Epicurismo, prazer

(Hadot2018)

A sabedoria epicurista realmente propõe, portanto, uma transformação radical da atitude humana diante do tempo, transformação essa que deve ser efetiva a cada instante da vida. É preciso saber desfrutar do momento presente sem se deixar desviar desse prazer, evitando pensar no passado, se este for desagradável, ou no futuro, na medida em que esse futuro provoca em nós receios ou esperanças desordenadas. Somente o pensamento do agradável, do prazer, passado ou futuro, é admitido no momento presente, sobretudo quando se trata de compensar uma dor presente. Essa transformação pressupõe certa concepção do prazer segundo a qual a qualidade do prazer não depende nem da quantidade de desejos que ele satisfaz nem da duração durante a qual ele se realiza.

A qualidade do prazer não depende da quantidade de desejos que ele satisfaz. O melhor e mais intenso prazer é aquele que é menos mesclado de preocupação e que garante com mais certeza a paz da alma. Será proporcionado, portanto, pela satisfação dos desejos naturais e necessários, dos desejos essenciais, necessários à conservação da existência. Ora, esses desejos podem ser facilmente satisfeitos sem que se tenha necessidade de aguardá-los do futuro, sem que se fique entregue à incerteza e à preocupação de uma longa busca por eles. “Rendamos graças à bem-aventurada Natureza”, diz uma sentença epicurista, “que fez que as coisas necessárias sejam fáceis de alcançar e que as coisas difíceis de alcançar não sejam necessárias. É tudo que é doença da almapaixão humana, desejo da riqueza ou do poder ou da depravação – que obriga a pensar no passado ou no futuro. No entanto, o prazer mais puro, mais intenso, pode ser facilmente alcançado no presente.

O prazer não apenas não depende da quantidade de desejos satisfeitos, como, acima de tudo, não depende da duração. Não precisa ser longo para ser absolutamente perfeito. “Um tempo infinito não pode nos fazer experimentar um prazer maior do que aquele que um tempo que julgamos limitado nos faz experimentar.”

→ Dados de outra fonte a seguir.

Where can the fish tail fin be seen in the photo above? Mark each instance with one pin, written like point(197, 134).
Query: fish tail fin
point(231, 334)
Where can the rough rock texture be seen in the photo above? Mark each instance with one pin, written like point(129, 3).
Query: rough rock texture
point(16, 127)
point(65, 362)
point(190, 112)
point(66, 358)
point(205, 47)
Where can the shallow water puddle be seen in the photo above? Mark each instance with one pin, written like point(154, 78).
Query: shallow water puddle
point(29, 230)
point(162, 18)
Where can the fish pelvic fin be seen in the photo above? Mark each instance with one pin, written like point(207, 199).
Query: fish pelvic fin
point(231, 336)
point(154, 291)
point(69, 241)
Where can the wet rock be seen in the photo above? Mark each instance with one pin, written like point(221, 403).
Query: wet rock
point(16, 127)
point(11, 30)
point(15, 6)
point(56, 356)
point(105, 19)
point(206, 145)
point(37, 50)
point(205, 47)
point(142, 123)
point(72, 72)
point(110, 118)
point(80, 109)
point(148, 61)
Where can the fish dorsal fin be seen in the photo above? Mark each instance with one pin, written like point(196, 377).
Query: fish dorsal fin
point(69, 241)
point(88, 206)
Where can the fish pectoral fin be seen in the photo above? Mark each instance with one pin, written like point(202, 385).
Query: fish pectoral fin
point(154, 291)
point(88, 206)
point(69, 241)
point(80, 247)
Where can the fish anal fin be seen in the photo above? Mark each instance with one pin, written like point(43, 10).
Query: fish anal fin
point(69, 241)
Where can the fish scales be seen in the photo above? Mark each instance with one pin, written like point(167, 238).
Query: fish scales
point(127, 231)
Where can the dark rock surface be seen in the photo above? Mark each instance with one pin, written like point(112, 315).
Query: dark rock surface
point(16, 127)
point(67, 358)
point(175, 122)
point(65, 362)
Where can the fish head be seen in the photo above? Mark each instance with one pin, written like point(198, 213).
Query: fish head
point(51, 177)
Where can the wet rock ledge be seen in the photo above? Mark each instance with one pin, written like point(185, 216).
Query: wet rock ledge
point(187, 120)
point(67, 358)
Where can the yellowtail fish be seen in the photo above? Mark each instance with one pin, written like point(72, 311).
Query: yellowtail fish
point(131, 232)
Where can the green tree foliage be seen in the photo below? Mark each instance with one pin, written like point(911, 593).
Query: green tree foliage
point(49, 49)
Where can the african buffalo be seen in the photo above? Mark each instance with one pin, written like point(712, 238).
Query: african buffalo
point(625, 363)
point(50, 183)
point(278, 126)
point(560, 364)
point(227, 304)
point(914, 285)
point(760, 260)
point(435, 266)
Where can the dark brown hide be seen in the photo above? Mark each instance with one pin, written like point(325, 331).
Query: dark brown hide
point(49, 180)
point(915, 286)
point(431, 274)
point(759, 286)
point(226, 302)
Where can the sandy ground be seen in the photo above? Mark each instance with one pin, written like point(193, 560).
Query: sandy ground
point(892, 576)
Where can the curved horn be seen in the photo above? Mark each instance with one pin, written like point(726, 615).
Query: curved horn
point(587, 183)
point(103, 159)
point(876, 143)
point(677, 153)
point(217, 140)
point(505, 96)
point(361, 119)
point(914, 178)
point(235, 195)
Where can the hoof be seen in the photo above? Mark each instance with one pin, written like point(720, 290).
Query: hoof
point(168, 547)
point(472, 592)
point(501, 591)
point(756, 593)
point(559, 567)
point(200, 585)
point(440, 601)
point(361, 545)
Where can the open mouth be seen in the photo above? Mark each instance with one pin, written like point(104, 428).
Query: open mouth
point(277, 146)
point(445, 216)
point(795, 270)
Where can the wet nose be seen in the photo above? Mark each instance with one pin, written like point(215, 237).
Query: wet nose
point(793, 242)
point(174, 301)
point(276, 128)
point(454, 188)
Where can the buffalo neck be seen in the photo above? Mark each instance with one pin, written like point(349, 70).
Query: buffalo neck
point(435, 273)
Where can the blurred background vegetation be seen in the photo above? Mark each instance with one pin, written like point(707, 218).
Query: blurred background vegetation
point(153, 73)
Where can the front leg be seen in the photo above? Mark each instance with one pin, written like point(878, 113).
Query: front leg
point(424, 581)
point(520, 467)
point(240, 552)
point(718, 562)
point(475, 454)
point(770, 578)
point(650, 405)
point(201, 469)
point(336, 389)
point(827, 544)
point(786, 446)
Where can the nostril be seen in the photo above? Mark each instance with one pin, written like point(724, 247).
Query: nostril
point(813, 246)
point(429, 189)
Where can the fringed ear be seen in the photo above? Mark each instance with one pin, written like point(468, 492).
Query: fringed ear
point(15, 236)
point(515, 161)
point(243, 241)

Isso pode parecer um paradoxo. Este se baseia primeiramente numa representação teórica. O prazer é concebido pelos epicuristas como uma realidade em si, que não é situada na categoria do tempo. Aristóteles já havia dito que o prazer é completo e total a cada momento de sua duração, e que seu prolongamento não modifica sua essência. A essa representação teórica se acresce, nos epicuristas, uma atitude prática. Ao se limitar àquilo que assegura a paz perfeita da alma, o prazer atinge um ápice que não pode ser ultrapassado, e é impossível aumentar esse prazer no tempo. O prazer está, por inteiro, no momento presente e não é preciso esperar o que quer que seja do futuro para aumentá-lo.